The United States and Argentina convened this week a two-day regional summit in Buenos Aires to address the Hezbollah threat in the Western Hemisphere. The summit on Tuesday and Wednesday was held a month ahead of the 25th anniversary of the terrorist bombing of the AMIA Jewish centre in the Argentine capital.
The attack was carried out by a Hezbollah suicide bomber and orchestrated by Iran, the late Argentinian investigator Alberto Nisman established.
Law enforcement, prosecutors and financial practitioners attended the workshop, a State Department release said. They came from the two convening countries as well as Chile, Colombia, Panama, Paraguay and Peru.
“The workshop focused on Hezbollah’s modus operandi globally and its terrorist and criminal infrastructure and activities in the Americas,” the release said.

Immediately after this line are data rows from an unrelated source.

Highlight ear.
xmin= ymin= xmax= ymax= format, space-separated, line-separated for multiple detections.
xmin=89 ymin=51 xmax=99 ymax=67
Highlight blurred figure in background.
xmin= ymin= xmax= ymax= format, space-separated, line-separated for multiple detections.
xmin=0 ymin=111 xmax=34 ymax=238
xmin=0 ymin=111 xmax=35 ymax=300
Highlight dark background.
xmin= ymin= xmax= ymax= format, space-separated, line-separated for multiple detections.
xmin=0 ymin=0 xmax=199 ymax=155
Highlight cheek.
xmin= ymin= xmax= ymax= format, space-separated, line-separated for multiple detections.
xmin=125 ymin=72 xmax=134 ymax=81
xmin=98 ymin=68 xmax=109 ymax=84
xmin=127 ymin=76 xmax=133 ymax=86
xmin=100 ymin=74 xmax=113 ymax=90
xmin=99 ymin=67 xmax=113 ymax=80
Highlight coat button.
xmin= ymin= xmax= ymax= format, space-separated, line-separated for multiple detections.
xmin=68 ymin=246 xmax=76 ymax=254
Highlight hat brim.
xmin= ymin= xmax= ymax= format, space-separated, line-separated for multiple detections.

“Participants discussed various techniques to constrain and counter the group’s illicit activities, including the financial and law enforcement tools available to identify, investigate, and prosecute Hezbollah’s global support and facilitation networks.”

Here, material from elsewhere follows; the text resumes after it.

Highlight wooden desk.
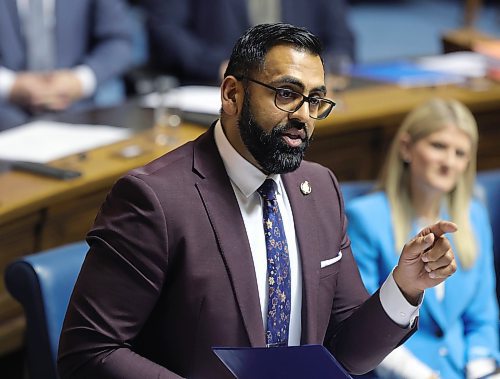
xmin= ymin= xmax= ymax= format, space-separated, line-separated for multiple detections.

The summit was timed as part of the events that Argentina’s government is planning to mark the anniversary of the blast on July 18, 1994, which killed 85 and injured more than 300.
On July 18, Argentina’s embassies in 20 cities around the world will mark the anniversary in a joint initiative with the World Jewish Congress. The next day, Argentina will host a Western Hemisphere Ministerial, where government ministers meet and discuss policy, in commemoration of the attack.